A quick Google search or even the links off Wikipedia will provide the fact pattern discrediting suspension, and its derivatives, expulsion and in-school suspension. They are inconsistently doled out, hurt vulnerable students academically, and are disproportionately (at a 2-to-1 clip) given to African-American students.

Most importantly, they don’t, overall, benefit public schools, at least as those schools are currently constructed and operated. If such arcane punishments worked, their use wouldn’t have tripled in the past three decades.

Although my son has certainly been chastened and may benefit by what amounts to a shocking WMD of a wake-up call by the standards of his school, bringing that model to what I experience daily as “the real world” means sending already terribly unmotivated (and frequently depressed or otherwise mentally ill) kids to hang out in an empty home or on the streets for three to 10 days, only to return worse off than when they left.

Because the data generally back up this “common sense” argument, along with the whole racism issue, districts and even states like California have been aggressively pushing back on suspensions. A high suspension total is usually a big ding in official ranking systems, and a black mark on the principal’s record.

Yet suspensions are more popular than ever. The Los Angeles Unified School District, the second-biggest in the country, just took the radical step of outright banning suspensions for “willful defiance” — a vague classification that accounted for 55 percent of LAUSD suspensions. The mantra is: Suspensions reflect a school unable to use best practices to engage, motivate and manage students.

Why? Why are schools so dependent on a lazy and ineffective punishment?

Desperation, of course.

If you don’t have the time, expertise, compassion, staffing and/or resolve to meet a troubled student where he or she is and get to the root of the problem(s), removing the problem child from the playing field is not just tempting, it may well be the lesser of two evils. I say all this as a suspender, myself.

As a California public school teacher, I have the right under the state’s education code (and so superseding school policy) to suspend a student from my classroom for up to two full days. They stay on campus, but can’t enter my room: “You don’t have to go home but you can’t stay here.”

Have I done this? Yes, maybe once a year. I know the students most likely will be ignored by the administration while they are out of my room, I know they will fall (further) behind in my class and may get in more trouble while out. Yes, yes, yes. But there are times the students are simply too disruptive — and you are out of patience or out of strategies — and there are 30 other kids in the room.
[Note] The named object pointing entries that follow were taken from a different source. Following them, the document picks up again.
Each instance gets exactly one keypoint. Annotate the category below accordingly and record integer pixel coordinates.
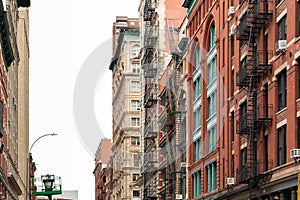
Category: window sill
(281, 111)
(278, 5)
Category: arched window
(135, 51)
(197, 56)
(212, 36)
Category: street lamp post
(28, 161)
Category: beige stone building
(14, 98)
(23, 99)
(125, 69)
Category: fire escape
(150, 66)
(173, 113)
(254, 66)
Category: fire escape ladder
(254, 66)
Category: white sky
(62, 35)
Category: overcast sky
(62, 36)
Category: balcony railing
(255, 119)
(150, 71)
(252, 172)
(150, 97)
(262, 11)
(254, 68)
(150, 131)
(148, 10)
(258, 14)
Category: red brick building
(244, 99)
(103, 170)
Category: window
(232, 83)
(212, 104)
(197, 57)
(135, 68)
(212, 70)
(135, 121)
(135, 51)
(1, 119)
(212, 38)
(223, 49)
(136, 193)
(212, 138)
(211, 177)
(197, 145)
(136, 160)
(243, 110)
(135, 177)
(244, 157)
(163, 99)
(298, 129)
(232, 165)
(281, 89)
(282, 29)
(298, 78)
(164, 175)
(279, 1)
(135, 141)
(197, 183)
(281, 143)
(135, 105)
(223, 91)
(232, 125)
(266, 156)
(231, 47)
(197, 118)
(135, 86)
(198, 87)
(164, 151)
(163, 126)
(298, 9)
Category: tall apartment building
(126, 88)
(13, 182)
(159, 22)
(243, 71)
(103, 170)
(23, 100)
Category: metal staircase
(254, 66)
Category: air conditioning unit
(230, 10)
(183, 164)
(230, 181)
(295, 153)
(231, 31)
(280, 45)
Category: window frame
(135, 107)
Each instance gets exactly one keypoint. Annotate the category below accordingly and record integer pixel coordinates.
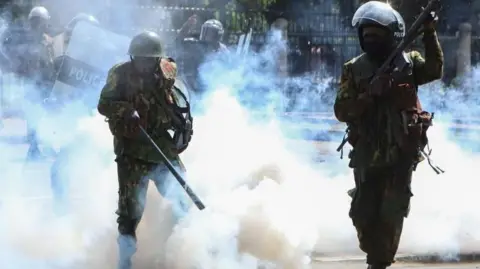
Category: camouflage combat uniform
(137, 159)
(385, 135)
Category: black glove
(380, 85)
(430, 21)
(132, 122)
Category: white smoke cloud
(266, 204)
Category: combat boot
(127, 246)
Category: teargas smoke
(267, 203)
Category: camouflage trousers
(381, 201)
(133, 179)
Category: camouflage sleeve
(431, 68)
(112, 103)
(349, 104)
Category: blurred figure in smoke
(67, 34)
(58, 175)
(211, 35)
(387, 126)
(138, 94)
(33, 60)
(194, 51)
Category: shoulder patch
(169, 68)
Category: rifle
(412, 33)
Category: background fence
(320, 36)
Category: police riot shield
(90, 53)
(82, 71)
(182, 100)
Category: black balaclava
(377, 42)
(145, 65)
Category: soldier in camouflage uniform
(139, 93)
(33, 60)
(387, 126)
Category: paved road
(360, 265)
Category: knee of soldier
(127, 226)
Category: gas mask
(377, 42)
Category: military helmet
(80, 17)
(212, 31)
(146, 44)
(40, 12)
(380, 14)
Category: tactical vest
(155, 103)
(406, 123)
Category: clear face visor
(378, 12)
(38, 24)
(211, 34)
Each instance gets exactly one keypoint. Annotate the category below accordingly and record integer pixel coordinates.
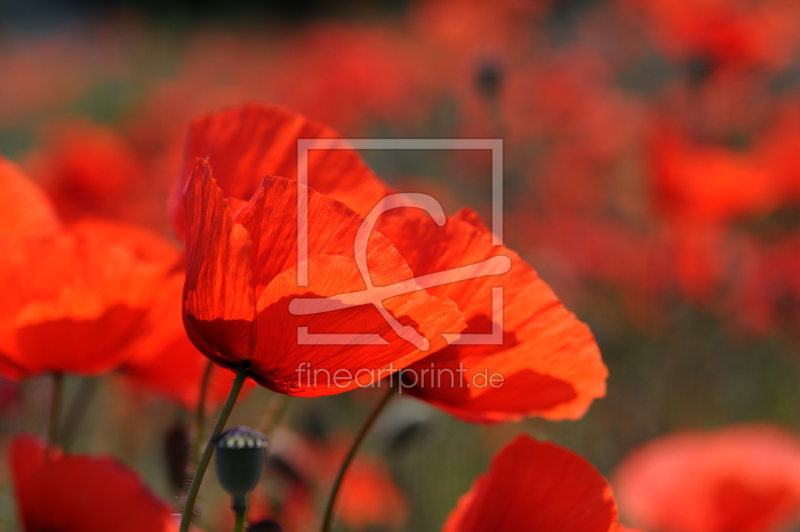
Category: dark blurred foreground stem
(200, 415)
(55, 409)
(77, 411)
(327, 522)
(194, 489)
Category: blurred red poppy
(738, 479)
(75, 300)
(534, 485)
(79, 493)
(24, 209)
(89, 169)
(164, 361)
(735, 32)
(547, 360)
(242, 274)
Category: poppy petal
(75, 493)
(74, 302)
(534, 485)
(219, 301)
(271, 219)
(24, 209)
(548, 360)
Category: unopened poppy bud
(267, 525)
(239, 458)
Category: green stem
(55, 409)
(200, 415)
(77, 411)
(362, 434)
(194, 489)
(240, 510)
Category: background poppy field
(651, 174)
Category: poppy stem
(77, 411)
(200, 415)
(327, 522)
(240, 510)
(194, 489)
(55, 409)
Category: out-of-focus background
(651, 176)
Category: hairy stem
(327, 522)
(200, 415)
(55, 409)
(77, 411)
(194, 489)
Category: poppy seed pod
(239, 458)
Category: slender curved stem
(55, 409)
(362, 434)
(276, 409)
(240, 510)
(194, 489)
(200, 415)
(77, 411)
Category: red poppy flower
(534, 485)
(370, 498)
(732, 31)
(75, 300)
(78, 493)
(242, 274)
(544, 348)
(710, 183)
(24, 210)
(165, 361)
(543, 360)
(88, 168)
(738, 479)
(246, 143)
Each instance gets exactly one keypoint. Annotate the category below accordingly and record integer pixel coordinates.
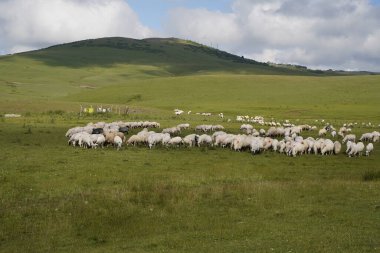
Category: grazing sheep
(214, 135)
(376, 136)
(337, 147)
(191, 140)
(175, 141)
(117, 142)
(183, 126)
(224, 140)
(349, 137)
(256, 145)
(275, 143)
(366, 137)
(156, 138)
(97, 140)
(171, 130)
(205, 139)
(368, 149)
(134, 139)
(322, 132)
(327, 147)
(356, 149)
(297, 148)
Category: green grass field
(56, 198)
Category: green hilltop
(157, 57)
(168, 73)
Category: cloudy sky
(339, 34)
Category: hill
(169, 73)
(167, 56)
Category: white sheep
(368, 149)
(183, 126)
(256, 145)
(327, 147)
(175, 141)
(337, 147)
(366, 137)
(191, 140)
(376, 136)
(205, 139)
(117, 142)
(349, 137)
(356, 149)
(322, 132)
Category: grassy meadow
(56, 198)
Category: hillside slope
(168, 57)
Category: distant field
(56, 198)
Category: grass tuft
(371, 175)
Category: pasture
(57, 198)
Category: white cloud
(340, 34)
(26, 24)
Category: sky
(319, 34)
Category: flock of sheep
(282, 139)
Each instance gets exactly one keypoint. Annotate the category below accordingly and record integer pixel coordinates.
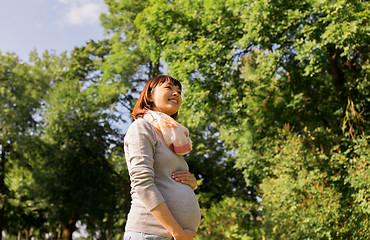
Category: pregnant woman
(163, 204)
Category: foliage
(230, 218)
(22, 88)
(253, 67)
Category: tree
(73, 173)
(22, 88)
(256, 67)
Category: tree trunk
(3, 189)
(69, 228)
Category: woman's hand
(185, 177)
(188, 235)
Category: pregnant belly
(183, 204)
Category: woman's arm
(185, 177)
(165, 217)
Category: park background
(276, 97)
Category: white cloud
(82, 12)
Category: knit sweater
(150, 165)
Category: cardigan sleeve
(139, 145)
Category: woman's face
(166, 98)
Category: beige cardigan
(151, 164)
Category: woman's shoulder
(140, 127)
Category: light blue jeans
(142, 236)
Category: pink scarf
(174, 134)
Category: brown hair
(144, 103)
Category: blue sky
(57, 25)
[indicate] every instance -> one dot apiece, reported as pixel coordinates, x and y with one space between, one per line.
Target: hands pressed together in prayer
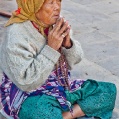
60 35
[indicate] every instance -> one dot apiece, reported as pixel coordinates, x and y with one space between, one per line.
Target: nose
56 6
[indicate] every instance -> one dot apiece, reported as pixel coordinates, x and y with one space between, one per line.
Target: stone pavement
95 25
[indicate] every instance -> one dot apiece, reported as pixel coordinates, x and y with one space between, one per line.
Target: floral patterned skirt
95 99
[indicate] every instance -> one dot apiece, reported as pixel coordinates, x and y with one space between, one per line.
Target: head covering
26 11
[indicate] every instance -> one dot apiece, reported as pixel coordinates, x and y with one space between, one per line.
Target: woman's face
49 12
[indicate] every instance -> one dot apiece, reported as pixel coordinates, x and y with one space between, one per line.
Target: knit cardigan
26 58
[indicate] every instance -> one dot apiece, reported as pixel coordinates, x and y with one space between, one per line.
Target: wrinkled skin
49 14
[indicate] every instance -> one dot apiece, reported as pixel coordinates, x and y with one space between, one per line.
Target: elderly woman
36 58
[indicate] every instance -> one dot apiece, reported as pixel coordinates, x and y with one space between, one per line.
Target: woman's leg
77 112
40 107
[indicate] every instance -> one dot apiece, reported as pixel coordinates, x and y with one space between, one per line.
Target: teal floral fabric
95 99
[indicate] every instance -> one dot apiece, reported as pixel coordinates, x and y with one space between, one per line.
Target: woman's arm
74 54
27 69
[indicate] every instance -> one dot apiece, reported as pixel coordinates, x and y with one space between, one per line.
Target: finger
65 33
58 25
64 28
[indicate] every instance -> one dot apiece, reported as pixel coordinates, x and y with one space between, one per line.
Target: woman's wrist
70 45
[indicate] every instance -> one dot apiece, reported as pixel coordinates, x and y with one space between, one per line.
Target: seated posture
36 57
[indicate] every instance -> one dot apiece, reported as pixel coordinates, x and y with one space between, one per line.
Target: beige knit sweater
27 60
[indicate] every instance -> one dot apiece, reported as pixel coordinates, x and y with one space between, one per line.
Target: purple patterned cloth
12 97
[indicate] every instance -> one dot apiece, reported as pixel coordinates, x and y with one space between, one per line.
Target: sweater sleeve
27 69
75 54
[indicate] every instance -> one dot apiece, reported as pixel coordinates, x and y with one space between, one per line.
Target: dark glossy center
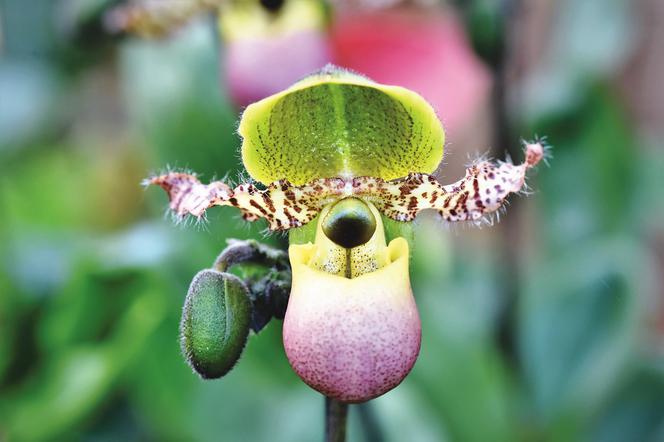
349 223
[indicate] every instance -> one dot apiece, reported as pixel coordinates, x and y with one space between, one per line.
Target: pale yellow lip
351 334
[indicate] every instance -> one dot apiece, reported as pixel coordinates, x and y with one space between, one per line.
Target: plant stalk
336 414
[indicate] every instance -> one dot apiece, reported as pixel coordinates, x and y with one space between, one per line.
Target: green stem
336 413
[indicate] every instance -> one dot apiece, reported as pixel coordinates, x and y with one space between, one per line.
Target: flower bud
215 323
352 330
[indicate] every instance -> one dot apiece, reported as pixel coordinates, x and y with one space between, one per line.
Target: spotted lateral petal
482 191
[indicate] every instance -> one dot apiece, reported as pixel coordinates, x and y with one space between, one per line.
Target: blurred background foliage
547 326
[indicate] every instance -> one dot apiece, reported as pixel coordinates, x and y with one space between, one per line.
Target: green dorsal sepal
339 124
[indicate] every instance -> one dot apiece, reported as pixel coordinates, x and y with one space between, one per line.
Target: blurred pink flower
259 67
424 50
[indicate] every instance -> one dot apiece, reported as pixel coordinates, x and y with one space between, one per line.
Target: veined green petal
336 123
I consider this a failure, but those are a reality in our profession; like hitting a baseball, teaching is about minimizing the number of misses and maximizing the impact of your connections.

Continuing the metaphor, the big new pitch in discipline is an old idea with a new name. “Restorative justice,” already a successful staple of criminal court diversion programs, aims to replace punitive consequences and authoritarian enforcement with a model emphasizing the end benefit to the victim, community and, yes, the perp. Typically what this looks like is “court” made up primarily of one’s peers listening to various sides in a conflict and meting out a consequence that “restores” — apologies, repayment, community service — while also mediating ongoing, deeper frictions, such as between cliques, or a teacher and student.

The catch? If there is one, it is that restorative justice, like other interventions, takes an initially not-totally-trivial investment of resources — trainings, curriculum, on-site managers — as well as a good faith effort by professionals often too jaded or divided to buy in.

Nevertheless, like other good rehabilitation programs, the cost to society in the long run is far, far cheaper than accepting punishments that satisfy only our need for revenge. And if revenge is your thing, it is worth remembering that “restorative” punishments can be as onerous as the alternative.

I guarantee, for example, my son would have been more burdened to have to write an apology essay to his P.E. teacher than to spend a school day at home doing yard work. “I think I should thank the principal for suspending me, dad,” he said at one point. “Now everybody at school thinks I’m a badass.”